MapReduce function to return two outputs. MongoDB

I am currently using doing some basic mapReduce using MongoDB.
I currently have data that looks like this:
db.football_team.insert({name: "Tane Shane", weight: 93, gender: "m"});
db.football_team.insert({name: "Lily Jones", weight: 45, gender: "f"});
...
I want to create a mapReduce function to group data by gender and show
Total number of each gender, Male & Female
Average weight of each gender
I can create a map / reduce function to carry out each function seperately, just cant get my head around how to show output for both. I am guessing since the grouping is based on Gender, Map function should stay the same and just alter something ont he reduce section...
Work so far
var map1 = function()
{var key = this.gender;
emit(key, {count:1});}
var reduce1 = function(key, values)
{var sum=0;
values.forEach(function(value){sum+=value["count"];});
return{count: sum};};
db.football_team.mapReduce(map1, reduce1, {out: "gender_stats"});
Output
db.football_team.find()
{"_id" : "f", "value" : {"count": 12} }
{"_id" : "m", "value" : {"count": 18} }
Thanks
The key rule to "map/reduce" in any implementation is basically that the same shape of data needs to be emitted by the mapper as is also returned by the reducer. The key reason for this is part of how "map/reduce" conceptually works by quite possibly calling the reducer multiple times. Which basically means you can call your reducer function on output that was already emitted from a previous pass through the reducer along with other data from the mapper.

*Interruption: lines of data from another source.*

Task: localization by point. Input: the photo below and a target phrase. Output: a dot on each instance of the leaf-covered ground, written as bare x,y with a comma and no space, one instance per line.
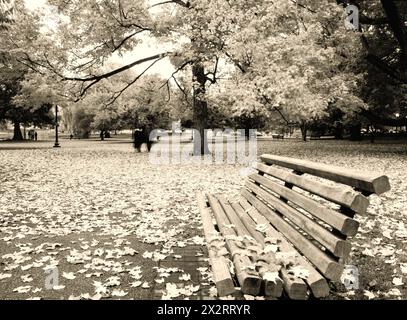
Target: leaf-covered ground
103,216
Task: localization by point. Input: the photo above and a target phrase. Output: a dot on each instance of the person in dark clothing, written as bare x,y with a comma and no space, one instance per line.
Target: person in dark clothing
141,137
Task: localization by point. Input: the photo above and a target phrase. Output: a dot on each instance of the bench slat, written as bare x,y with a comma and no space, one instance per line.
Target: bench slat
341,195
273,289
326,265
337,246
371,183
250,282
346,225
295,288
316,282
220,270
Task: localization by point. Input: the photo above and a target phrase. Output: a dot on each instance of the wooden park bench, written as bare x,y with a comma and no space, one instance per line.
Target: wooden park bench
288,231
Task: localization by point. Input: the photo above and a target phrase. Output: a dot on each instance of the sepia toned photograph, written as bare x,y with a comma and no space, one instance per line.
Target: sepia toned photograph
233,151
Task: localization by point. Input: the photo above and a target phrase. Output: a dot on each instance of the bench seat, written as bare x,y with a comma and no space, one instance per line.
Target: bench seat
288,231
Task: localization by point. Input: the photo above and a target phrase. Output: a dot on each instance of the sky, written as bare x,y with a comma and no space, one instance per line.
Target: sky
148,48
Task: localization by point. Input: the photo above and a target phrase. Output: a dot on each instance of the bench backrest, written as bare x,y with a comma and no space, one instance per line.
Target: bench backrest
314,214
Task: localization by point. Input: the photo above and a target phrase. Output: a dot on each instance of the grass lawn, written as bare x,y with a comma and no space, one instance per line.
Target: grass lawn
104,216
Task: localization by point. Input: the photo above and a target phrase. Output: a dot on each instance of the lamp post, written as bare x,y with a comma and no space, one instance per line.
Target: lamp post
56,144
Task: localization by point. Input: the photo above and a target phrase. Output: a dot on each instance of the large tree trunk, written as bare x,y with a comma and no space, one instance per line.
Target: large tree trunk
17,136
200,110
304,130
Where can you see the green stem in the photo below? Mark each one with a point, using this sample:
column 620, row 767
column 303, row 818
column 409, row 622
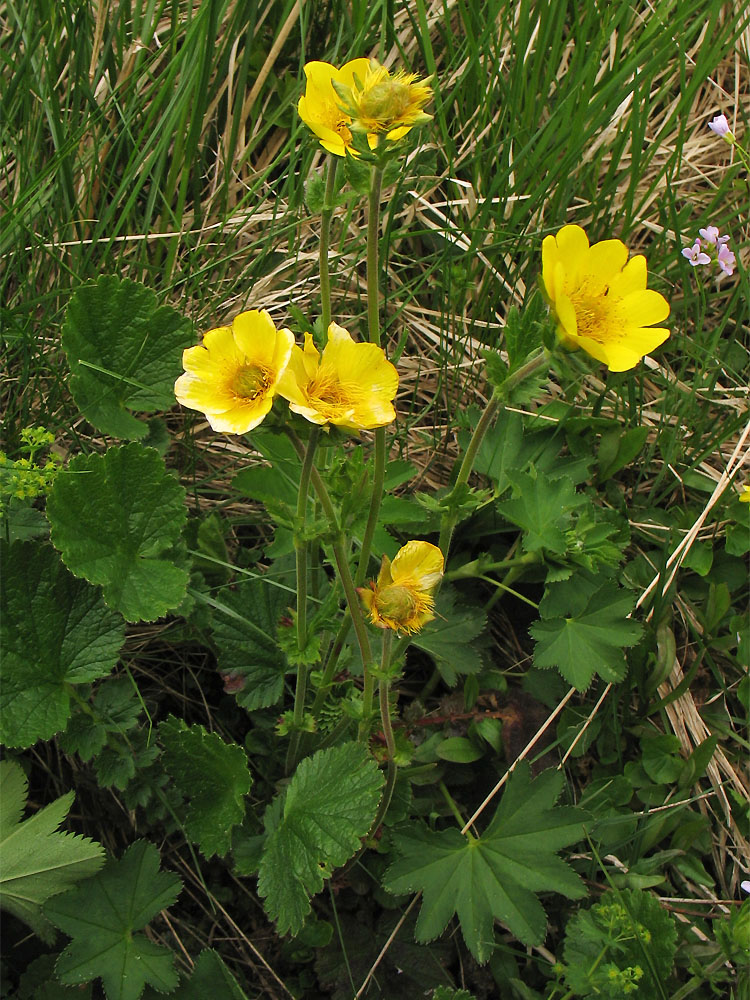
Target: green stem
column 325, row 234
column 331, row 662
column 378, row 478
column 450, row 517
column 373, row 329
column 301, row 550
column 390, row 743
column 350, row 591
column 373, row 278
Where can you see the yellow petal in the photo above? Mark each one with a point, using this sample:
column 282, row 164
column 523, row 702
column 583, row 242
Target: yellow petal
column 242, row 417
column 353, row 70
column 605, row 260
column 566, row 317
column 573, row 250
column 418, row 562
column 645, row 307
column 633, row 277
column 199, row 394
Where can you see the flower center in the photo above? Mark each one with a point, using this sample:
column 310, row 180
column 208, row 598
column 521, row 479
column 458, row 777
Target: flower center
column 386, row 101
column 397, row 604
column 251, row 381
column 334, row 118
column 597, row 318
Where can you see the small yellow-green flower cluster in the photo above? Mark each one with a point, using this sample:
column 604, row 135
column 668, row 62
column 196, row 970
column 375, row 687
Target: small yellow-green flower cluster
column 27, row 478
column 362, row 96
column 600, row 300
column 403, row 597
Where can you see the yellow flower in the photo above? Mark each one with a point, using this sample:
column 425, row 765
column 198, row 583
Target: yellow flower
column 600, row 299
column 402, row 597
column 320, row 106
column 234, row 374
column 350, row 385
column 384, row 103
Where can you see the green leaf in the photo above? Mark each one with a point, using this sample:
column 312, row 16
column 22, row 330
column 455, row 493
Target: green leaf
column 542, row 508
column 501, row 451
column 357, row 174
column 314, row 194
column 125, row 353
column 102, row 918
column 40, row 983
column 458, row 750
column 448, row 639
column 494, row 876
column 114, row 519
column 245, row 630
column 38, row 861
column 584, row 628
column 329, row 806
column 623, row 946
column 23, row 522
column 618, row 448
column 522, row 335
column 209, row 980
column 55, row 632
column 213, row 776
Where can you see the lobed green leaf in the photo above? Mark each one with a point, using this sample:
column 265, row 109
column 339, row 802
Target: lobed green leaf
column 213, row 776
column 125, row 353
column 329, row 806
column 494, row 876
column 56, row 631
column 114, row 519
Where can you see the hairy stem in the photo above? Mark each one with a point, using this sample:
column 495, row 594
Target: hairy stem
column 325, row 235
column 301, row 550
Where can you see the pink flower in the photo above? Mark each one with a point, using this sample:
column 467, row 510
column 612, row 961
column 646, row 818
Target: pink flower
column 711, row 235
column 720, row 126
column 695, row 255
column 726, row 260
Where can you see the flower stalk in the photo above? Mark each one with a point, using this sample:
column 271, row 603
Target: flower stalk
column 325, row 238
column 301, row 551
column 373, row 326
column 350, row 593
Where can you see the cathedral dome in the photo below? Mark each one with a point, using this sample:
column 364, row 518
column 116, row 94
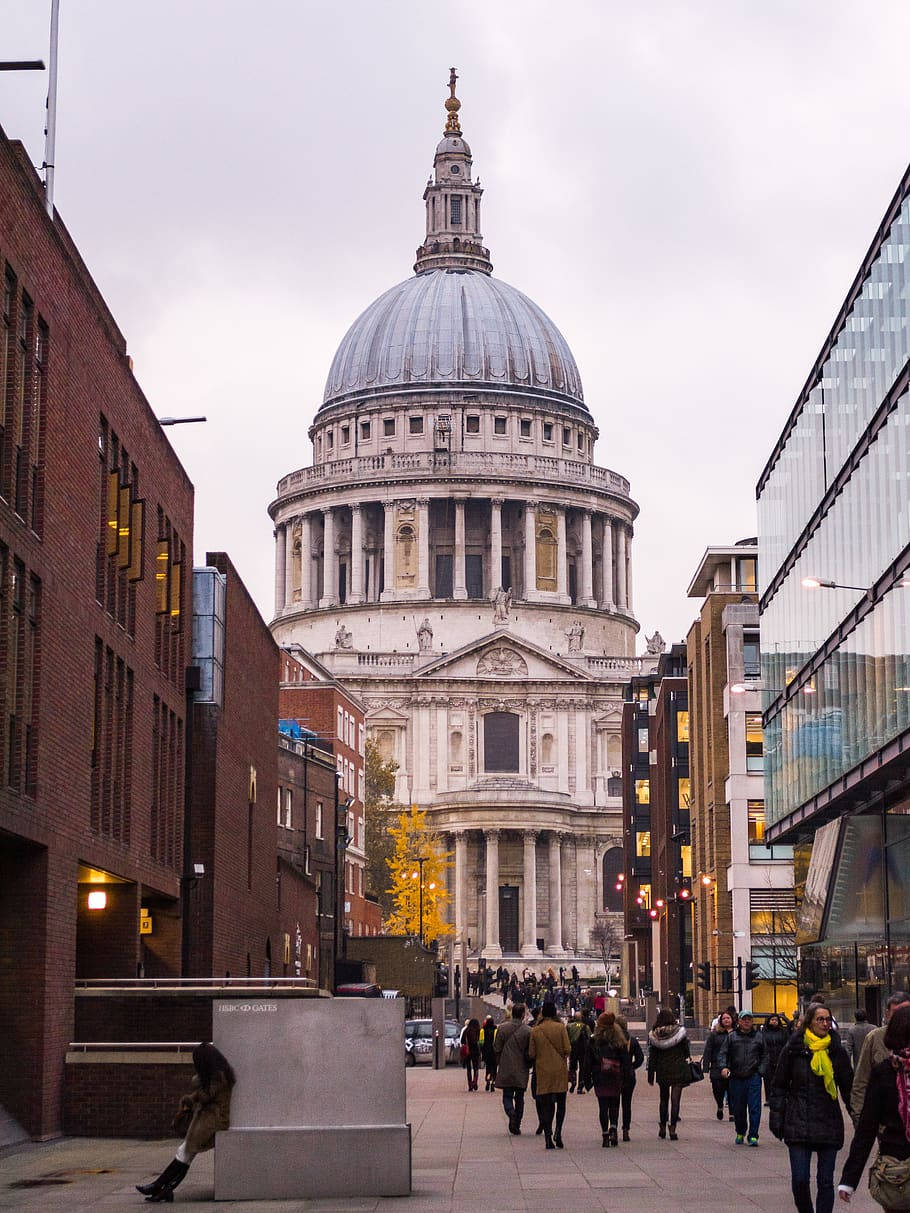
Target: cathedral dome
column 453, row 326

MongoDB can invoke the reduce function more than once for the same key. In this case, the previous output from the reduce function for that key will become one of the input values to the next reduce function invocation for that key.
That said, your best approach to "average" is therefore to total the data along with a count, and then simply divide the two. This actually adds another step to a "map/reduce" operation as a finalize function.

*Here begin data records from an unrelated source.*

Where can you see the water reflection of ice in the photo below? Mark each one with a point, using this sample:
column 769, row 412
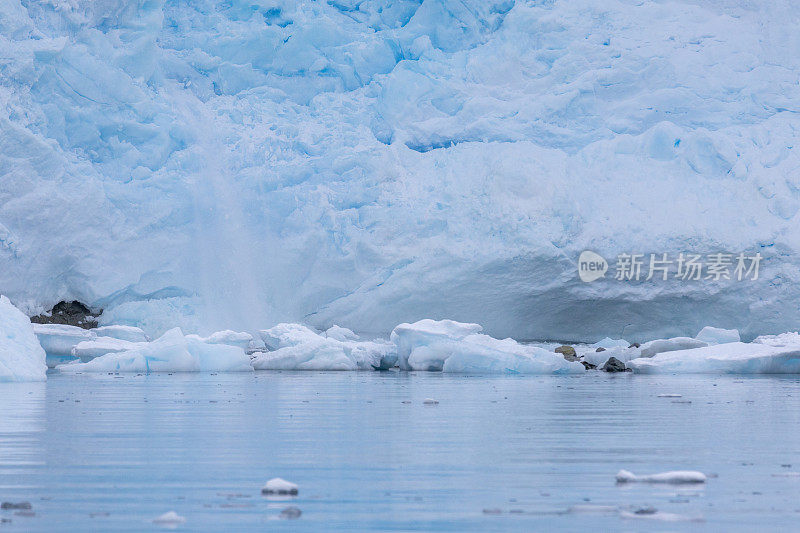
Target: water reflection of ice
column 22, row 422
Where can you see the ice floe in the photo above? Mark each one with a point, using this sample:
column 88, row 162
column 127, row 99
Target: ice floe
column 675, row 477
column 280, row 486
column 649, row 349
column 169, row 519
column 729, row 358
column 21, row 356
column 58, row 340
column 297, row 347
column 124, row 333
column 450, row 346
column 88, row 350
column 172, row 352
column 712, row 335
column 232, row 338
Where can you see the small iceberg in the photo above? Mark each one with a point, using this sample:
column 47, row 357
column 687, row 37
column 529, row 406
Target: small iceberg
column 649, row 349
column 123, row 333
column 172, row 352
column 729, row 358
column 170, row 518
column 21, row 356
column 297, row 347
column 88, row 350
column 449, row 346
column 280, row 487
column 58, row 340
column 712, row 335
column 674, row 477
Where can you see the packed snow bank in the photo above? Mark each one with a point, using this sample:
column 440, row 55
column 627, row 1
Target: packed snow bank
column 172, row 352
column 712, row 335
column 88, row 350
column 782, row 339
column 450, row 346
column 60, row 339
column 297, row 347
column 232, row 338
column 649, row 349
column 414, row 168
column 677, row 477
column 124, row 333
column 731, row 358
column 21, row 356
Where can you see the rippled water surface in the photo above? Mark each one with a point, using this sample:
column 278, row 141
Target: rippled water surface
column 496, row 453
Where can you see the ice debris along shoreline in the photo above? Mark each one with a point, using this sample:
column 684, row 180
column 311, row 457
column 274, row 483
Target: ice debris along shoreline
column 21, row 356
column 425, row 345
column 673, row 477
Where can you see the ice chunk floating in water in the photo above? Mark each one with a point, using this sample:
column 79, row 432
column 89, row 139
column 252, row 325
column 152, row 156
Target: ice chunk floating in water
column 455, row 347
column 729, row 358
column 169, row 519
column 712, row 335
column 21, row 356
column 279, row 486
column 297, row 347
column 677, row 477
column 172, row 352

db.football_team.mapReduce(
// mapper
function() {
emit(this.gender, { count: 1, weight: this.weight });
},
// reducer
function(key,values) {
var output = { count: 0, weight: 0 };
values.forEach(value => {
output.count += value.count;
output.weight += value.weight;
});
return output;
},
// options and finalize
{
"out": "gender_stats", // or { "inline": 1 } if you don't need another collection
"finalize": function(key,value) {
value.avg_weight = value.weight / value.count; // take an average
delete value.weight; // optionally remove the unwanted key
return value;
}
}
)
All fine because both mapper and reducer are emitting data with the same shape and also expecting input in that shape within the reducer itself. The finalize method of course is just invoked after all "reducing" is finally done and just processes each result.

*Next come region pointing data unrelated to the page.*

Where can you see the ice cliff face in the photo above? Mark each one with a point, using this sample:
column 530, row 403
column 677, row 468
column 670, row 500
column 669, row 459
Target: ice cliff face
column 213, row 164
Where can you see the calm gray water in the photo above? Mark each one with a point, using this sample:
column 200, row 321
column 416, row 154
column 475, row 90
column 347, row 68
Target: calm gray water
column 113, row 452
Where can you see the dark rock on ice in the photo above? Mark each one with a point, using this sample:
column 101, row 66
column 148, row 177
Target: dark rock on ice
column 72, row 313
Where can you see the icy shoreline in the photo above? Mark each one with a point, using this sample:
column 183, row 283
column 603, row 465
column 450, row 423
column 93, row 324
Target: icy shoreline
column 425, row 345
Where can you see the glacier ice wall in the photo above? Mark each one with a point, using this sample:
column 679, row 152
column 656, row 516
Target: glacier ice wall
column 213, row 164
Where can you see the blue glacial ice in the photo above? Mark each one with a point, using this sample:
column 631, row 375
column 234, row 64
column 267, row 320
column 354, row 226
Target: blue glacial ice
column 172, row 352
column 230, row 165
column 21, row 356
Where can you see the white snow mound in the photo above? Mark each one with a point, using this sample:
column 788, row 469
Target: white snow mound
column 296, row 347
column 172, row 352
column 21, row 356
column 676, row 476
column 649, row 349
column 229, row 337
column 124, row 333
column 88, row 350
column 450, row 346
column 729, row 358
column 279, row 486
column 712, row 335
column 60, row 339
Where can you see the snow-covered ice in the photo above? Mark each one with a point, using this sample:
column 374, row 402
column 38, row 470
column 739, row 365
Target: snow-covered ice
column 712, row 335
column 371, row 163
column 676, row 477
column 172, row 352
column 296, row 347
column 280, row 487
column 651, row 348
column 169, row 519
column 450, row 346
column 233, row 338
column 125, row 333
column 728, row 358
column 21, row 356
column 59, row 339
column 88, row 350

As noted though, the aggregate() method actually does this far more effectively and in native coded methods which do not incur the overhead ( and potential security risks ) of server side JavaScript interpretation and execution:
db.football_team.aggregate([
{ "$group": {
"_id": "$gender",
"count": { "$sum": 1 },
"avg_weight": { "$avg": "$weight" }
}}
])
And that's basically it. Moreover you can actually continue and do other things after a $group pipeline stage ( or any stage for that matter ) in ways that you cannot do with a MongoDB mapReduce implementation. Notably something like applying a $sort to the results:
db.football_team.aggregate([
{ "$group": {
"_id": "$gender",
"count": { "$sum": 1 },
"avg_weight": { "$avg": "$weight" }
}},
{ "$sort": { "avg_weight": -1 } }
])
The only sorting allowed by mapReduce is solely that the key used with emit is always sorted in ascending order. But you cannot sort the aggregated result in output in any other way, without of course performing queries when output to another collection, or by working "in memory" with returned results from the server.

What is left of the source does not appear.